Devoted to the Reality of Jesus

Jesus entered Jerusalem on Palm Sunday to shouts of “Hosanna” and ‘Blessed is He who comes in the name of the Lord’ (John 12:13). The people adored Him spreading their coats and waving palm branches as he passed into the city. They heard the word from Bethany that he had raised Lazarus from the dead (John 12:17). He had resurrected Lazarus after four days in the grave!!! What a miracle! This must be the Messiah, the promised King of Israel, the one that would deliver them from Roman rule, restore their nation, and bring freedom after over 500 years of dominion by other nations. However, by Friday he was betrayed, denied, arrested, tried, convicted, scourged, and crucified. No crowds gathered at the cross. What happened! How could such adoration turn to antagonism? How could celebrating a king turn to crucifying a criminal?
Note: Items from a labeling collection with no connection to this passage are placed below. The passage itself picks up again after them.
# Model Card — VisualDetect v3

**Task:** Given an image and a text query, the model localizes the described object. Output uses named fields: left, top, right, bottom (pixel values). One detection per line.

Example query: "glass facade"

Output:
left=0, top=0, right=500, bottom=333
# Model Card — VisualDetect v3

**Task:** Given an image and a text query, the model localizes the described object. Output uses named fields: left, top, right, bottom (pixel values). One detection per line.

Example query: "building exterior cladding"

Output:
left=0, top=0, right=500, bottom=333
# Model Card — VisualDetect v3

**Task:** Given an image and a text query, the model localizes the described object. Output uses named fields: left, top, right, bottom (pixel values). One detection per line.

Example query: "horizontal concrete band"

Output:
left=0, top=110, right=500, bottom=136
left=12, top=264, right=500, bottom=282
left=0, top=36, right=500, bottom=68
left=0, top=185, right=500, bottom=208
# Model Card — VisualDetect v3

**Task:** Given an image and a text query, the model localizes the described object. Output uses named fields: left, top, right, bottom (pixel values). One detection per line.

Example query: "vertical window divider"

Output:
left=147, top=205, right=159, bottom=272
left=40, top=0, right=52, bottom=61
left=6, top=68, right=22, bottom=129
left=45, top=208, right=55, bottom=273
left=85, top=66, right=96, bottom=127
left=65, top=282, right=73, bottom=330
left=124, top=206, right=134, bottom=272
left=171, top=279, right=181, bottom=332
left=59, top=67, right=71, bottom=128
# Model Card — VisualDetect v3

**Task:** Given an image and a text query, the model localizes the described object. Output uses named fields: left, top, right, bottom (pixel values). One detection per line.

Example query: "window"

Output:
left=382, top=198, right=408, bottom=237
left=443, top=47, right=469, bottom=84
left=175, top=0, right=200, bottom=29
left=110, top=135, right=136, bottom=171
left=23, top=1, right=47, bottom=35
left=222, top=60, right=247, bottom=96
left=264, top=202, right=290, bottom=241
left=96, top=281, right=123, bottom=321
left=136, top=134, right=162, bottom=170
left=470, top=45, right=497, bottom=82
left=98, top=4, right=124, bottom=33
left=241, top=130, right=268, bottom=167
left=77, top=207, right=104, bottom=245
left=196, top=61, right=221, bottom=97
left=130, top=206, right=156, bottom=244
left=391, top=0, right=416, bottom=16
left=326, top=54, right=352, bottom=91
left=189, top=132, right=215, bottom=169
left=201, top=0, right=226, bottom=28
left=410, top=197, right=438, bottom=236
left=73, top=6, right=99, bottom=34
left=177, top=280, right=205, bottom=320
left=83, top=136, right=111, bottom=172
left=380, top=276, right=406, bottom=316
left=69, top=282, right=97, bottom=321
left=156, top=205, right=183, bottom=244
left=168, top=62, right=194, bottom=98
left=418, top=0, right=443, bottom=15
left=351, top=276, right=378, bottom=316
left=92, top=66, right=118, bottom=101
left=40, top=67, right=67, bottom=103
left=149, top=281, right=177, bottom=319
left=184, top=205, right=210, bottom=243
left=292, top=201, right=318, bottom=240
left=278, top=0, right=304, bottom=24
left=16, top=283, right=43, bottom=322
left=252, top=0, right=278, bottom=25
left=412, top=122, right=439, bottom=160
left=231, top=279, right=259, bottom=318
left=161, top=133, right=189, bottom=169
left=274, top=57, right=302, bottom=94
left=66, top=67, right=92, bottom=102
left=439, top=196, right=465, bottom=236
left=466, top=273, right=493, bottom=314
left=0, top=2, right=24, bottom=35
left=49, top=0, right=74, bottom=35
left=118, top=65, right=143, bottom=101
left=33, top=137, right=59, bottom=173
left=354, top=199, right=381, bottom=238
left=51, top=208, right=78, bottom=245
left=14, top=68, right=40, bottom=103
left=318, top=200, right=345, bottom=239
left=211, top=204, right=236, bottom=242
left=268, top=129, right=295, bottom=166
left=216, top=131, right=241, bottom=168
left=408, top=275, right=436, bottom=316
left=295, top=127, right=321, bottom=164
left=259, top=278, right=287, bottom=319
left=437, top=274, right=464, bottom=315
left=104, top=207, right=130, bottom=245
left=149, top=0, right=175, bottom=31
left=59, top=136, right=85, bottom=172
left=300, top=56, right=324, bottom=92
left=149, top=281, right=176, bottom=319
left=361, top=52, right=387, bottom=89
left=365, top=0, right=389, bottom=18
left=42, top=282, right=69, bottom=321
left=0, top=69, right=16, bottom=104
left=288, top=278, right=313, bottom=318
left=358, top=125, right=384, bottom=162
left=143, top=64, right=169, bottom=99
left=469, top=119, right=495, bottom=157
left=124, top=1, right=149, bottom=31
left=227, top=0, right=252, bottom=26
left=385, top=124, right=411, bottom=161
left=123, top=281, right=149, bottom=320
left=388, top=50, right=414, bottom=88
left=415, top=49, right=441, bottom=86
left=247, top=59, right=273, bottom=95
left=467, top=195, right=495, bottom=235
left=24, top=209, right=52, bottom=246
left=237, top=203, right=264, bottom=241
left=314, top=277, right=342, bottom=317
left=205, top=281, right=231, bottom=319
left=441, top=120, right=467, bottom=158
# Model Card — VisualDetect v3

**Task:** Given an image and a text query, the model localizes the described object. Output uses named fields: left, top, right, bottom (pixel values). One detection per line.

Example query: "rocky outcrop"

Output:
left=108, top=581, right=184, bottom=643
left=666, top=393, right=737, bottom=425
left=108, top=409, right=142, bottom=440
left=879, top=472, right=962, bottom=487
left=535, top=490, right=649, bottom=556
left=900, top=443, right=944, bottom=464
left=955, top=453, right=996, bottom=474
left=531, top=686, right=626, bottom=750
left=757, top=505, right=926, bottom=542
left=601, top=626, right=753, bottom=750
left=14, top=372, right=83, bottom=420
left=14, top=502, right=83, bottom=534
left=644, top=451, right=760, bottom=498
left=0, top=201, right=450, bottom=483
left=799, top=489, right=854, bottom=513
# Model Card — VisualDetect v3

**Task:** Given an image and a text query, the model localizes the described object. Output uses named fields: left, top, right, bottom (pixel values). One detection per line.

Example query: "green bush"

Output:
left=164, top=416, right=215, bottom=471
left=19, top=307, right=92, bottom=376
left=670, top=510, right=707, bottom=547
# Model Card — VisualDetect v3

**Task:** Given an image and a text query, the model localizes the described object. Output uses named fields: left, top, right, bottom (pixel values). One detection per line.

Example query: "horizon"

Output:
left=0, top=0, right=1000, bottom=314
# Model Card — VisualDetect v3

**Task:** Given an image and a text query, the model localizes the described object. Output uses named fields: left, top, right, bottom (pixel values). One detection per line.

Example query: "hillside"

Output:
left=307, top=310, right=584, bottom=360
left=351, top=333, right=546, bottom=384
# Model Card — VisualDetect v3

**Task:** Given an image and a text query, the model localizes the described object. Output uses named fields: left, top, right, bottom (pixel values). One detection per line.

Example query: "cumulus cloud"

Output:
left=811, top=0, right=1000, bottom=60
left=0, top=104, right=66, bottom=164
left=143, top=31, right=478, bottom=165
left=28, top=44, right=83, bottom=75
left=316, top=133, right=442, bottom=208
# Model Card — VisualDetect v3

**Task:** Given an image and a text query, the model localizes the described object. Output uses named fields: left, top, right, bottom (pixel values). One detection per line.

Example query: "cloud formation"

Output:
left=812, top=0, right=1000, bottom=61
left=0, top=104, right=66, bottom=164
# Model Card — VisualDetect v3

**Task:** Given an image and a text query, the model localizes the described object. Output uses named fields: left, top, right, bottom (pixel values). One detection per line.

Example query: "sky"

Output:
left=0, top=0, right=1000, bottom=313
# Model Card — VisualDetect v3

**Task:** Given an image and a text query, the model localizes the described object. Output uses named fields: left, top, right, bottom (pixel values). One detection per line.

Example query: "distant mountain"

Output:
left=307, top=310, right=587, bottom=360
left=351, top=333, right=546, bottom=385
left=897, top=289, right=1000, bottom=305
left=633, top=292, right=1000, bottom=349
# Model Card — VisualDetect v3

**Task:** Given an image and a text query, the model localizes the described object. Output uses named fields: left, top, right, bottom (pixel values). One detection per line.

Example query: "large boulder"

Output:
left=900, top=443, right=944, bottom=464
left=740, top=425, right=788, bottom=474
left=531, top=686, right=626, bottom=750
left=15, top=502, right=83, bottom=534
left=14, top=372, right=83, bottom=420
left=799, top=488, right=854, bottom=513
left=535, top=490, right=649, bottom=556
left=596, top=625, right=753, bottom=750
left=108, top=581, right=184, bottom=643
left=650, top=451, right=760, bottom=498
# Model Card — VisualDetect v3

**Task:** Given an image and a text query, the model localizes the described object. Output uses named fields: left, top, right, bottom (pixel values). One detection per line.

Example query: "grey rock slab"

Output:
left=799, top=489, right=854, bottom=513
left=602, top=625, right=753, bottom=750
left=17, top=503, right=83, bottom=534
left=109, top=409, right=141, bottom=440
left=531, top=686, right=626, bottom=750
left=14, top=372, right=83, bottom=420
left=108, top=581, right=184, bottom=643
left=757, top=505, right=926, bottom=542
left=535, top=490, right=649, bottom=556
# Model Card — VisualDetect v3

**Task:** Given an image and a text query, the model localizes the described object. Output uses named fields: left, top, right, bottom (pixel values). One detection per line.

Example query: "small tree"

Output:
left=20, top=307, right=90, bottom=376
What happened was a change in perspective, a change in the people’s perspective of who he was. When He said ‘my kingdom is not of this world’ (John 12:36) the perspective of the crowds and even some of the disciples changed. When he did not resist his own arrest perspectives changed. He would not deliver them from Roman rule. He would not restore their nation. You see the crowds adored their concept of a messiah, a king; but were not devoted to the reality of the messiah, the king. Adoration is based in emotion. People often adore TV personalities, a professional persona that is not reality. When the reality of that person’s life comes forth adoration is fleeting, and only a few are found devoted to the real person. Devotion is based in consecrated commitment to a deeper reality.

In Christianity we are called to be devoted to the King and his kingdom. Paul said he desired that we ‘may live in a right way in undivided devotion to the Lord’ (1 Cor. 7:35b). Adoration, while carrying some emotional value in our soul, will not endure in tough times and challenging circumstances. The American church mindset adores the American concept of Jesus and His kingdom. It is a concept based on an emotional projection of who they think He is rather than the deeper reality of who He is. It is based in a cultural expectation of what they desire him to be, rather than who He is…one to be worshiped in Spirit and in Truth…one deserving of complete devotion and consecration in spite of circumstances or unanswered prayers.

The early church was devoted to Him and His kingdom. They devoted themselves to the apostles’ teaching, and to the fellowship, to the breaking of bread and to prayer (Acts 2:42). When we have single-minded devotion, our life rises above circumstances. It rises above Palm Sunday adoration. When we have focused consecration on His kingdom and His rule, we overcome unmet expectations and disappointments.

I challenge you today to be ‘devoted’ to the reality of the King of Kings and His kingdom. As we approach Resurrection Day, the reality of Jesus will be found in your devotion to Him.